Sowohl einige Stimmen in der Literatur[61] als auch das LG Berlin[62] vertreten die Ansicht, dass die Regelung des § 88 Abs. 3 TKG deswegen nicht eingreife, weil die Zugangsverschaffung zugunsten der Erben als "für die geschäftsmäßige Erbringung der Telekommunikationsdienste erforderlich" im Sinne des § 88 Abs. 3 TKG anzusehen sei. Begründet wird dies überwiegend damit, dass der Provider den Erben gegenüber aufgrund des nach § 1922 BGB auf diese übergegangenen Rechtsverhältnisses zur Zugangsverschaffung verpflichtet sei.[63] Dies vermag vor dem Hintergrund der Intention dieser gesetzlich vorgesehenen Ausnahme nicht zu überzeugen: Dem Telekommunikationsdienstleister soll damit die Möglichkeit verschafft werden, ausnahmsweise auf die Daten des Dienstleistungsnehmers zugreifen zu können, wenn dies für die ordnungsgemäße Erbringung seiner Dienstleistung notwendig sein sollte. Damit sind insbesondere die in den §§ 91 ff TKG geregelten Fälle gemeint, welche zunächst einmal die Grenze dafür darstellen, was datenschutzrechtlich gestattet ist.[64] Die Erfüllung der vertraglich geschuldeten Pflichten gegenüber dem Vertragspartner des Telekommunikationsdienstleisters als solche ist davon indes nicht erfasst.[65] Einer solchen Konstruktion bedarf es im Ergebnis auch nicht, da der Erbe, wie vorstehend dargelegt, als Vertragspartner des Telekommunikationsdienstleisters schon kein "anderer" im Sinne des § 88 Abs. 3 TKG ist.

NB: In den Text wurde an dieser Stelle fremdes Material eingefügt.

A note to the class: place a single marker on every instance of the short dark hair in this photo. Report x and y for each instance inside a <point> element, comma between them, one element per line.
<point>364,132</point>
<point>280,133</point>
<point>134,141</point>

Das KG verkennt nicht nur dies, sondern meint im Übrigen, dass die Ermöglichung des Zugangs für die Erben deswegen nicht als "erforderlich für die Erbringung der Dienste" des Telekommunikationsanbieters im Sinne des § 88 Abs. 3 TKG anzusehen sei, da im konkreten Fall die von Facebook versprochene Dienstleistung in der Zeit der Nutzung durch die Erblasserin nicht vorgesehen habe, dass andere Personen als die Erblasserin die Dienstleistung in Anspruch nehmen könnten.[66] Dies vermag nicht zu überzeugen: Das KG unterstellt damit faktisch, dass es auf die einzelvertraglichen Regelungen der Telekommunikationsanbieter ankommen soll, ob den Erben gegenüber § 88 Abs. 3 TKG letztlich entgegensteht oder nicht. Damit könnten die einzelnen Telekommunikationsanbieter durch entsprechende Ausgestaltung ihrer Geschäftsbedingungen über die Anwendbarkeit des § 88 Abs. 3 TKG disponieren, was freilich nicht überzeugen kann.[67]

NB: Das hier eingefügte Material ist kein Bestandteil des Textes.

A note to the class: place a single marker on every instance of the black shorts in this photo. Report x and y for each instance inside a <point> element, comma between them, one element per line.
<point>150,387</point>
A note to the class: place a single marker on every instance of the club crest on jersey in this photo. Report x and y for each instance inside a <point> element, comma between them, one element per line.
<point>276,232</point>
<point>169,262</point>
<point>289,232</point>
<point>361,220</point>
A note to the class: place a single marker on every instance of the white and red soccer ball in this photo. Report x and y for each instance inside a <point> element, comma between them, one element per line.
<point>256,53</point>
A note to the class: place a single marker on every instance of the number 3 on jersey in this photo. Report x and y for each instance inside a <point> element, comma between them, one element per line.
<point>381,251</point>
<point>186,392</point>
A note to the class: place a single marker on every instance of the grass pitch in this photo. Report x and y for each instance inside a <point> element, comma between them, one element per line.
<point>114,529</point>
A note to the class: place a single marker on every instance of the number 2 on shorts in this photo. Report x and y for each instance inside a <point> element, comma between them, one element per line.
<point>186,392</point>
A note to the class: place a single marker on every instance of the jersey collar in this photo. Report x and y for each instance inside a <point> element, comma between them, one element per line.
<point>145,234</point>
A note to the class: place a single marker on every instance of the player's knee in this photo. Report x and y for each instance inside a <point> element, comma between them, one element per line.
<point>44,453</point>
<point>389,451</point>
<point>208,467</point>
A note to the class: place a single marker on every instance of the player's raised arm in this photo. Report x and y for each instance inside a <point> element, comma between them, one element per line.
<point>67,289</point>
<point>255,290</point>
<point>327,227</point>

[61] Pruns, NWB 2014, 2175, 2178.
[62] LG Berlin, DNotZ 2016, 537.
[63] LG Berlin, DNotZ 2016, 537, 542; vgl. nur Pruns, NWB 2014, 2175, 2178; Steiner/Holzer, ZEV 2015, 264; Ludyga, JM 2016, 442, 447; ferner wird teilweise darauf verwiesen, dass das Datenschutzrecht im Wege der praktischen Konkordanz hinter das Erbrecht zurücktreten müsse.

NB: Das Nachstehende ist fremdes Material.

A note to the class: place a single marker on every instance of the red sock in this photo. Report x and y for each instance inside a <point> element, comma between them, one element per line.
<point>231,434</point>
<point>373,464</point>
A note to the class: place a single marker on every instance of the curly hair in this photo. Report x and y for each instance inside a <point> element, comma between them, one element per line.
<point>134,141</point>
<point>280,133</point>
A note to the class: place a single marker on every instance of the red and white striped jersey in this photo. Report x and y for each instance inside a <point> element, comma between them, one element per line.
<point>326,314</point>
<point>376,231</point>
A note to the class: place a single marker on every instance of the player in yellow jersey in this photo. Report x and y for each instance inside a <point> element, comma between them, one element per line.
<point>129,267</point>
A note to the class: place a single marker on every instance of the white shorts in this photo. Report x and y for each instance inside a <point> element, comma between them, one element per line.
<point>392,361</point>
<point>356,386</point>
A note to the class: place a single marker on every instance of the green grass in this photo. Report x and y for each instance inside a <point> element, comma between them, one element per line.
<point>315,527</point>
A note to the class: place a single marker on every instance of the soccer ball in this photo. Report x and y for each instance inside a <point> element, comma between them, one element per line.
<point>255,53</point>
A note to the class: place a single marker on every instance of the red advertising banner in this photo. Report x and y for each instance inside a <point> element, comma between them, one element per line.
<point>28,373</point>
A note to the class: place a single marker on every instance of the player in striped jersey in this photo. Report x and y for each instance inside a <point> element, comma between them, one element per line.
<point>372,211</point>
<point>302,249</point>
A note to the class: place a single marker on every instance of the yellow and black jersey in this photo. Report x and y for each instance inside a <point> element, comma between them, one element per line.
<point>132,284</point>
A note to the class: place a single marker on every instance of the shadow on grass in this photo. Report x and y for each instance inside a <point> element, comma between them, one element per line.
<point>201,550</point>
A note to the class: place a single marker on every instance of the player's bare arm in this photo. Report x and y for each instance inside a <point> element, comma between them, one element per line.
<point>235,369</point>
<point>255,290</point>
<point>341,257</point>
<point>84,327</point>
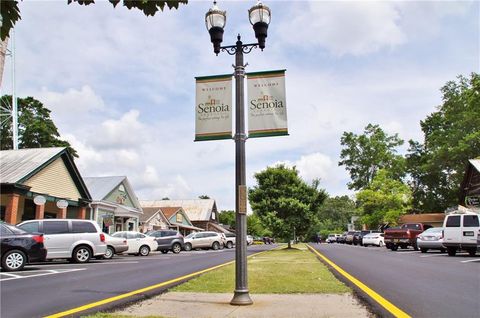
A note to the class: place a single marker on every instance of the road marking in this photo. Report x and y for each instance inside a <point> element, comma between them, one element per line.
<point>142,290</point>
<point>394,310</point>
<point>47,272</point>
<point>471,260</point>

[64] Bock, in: BeckTKG, 4. Aufl. 2013, § 88 Rn 26; prägnant: Kuntz, JM 2016, 190, 191; Mayen/Zuck, DAV-Stellungnahme, S. 81.
[65] In diesem Sinne auch Kuntz, JM 2016, 190, 191.
[66] KG, BeckRS 2017, 111509, Rn 80.
[67] So auch Litzenburger, FD-ErbR 2017, 392155.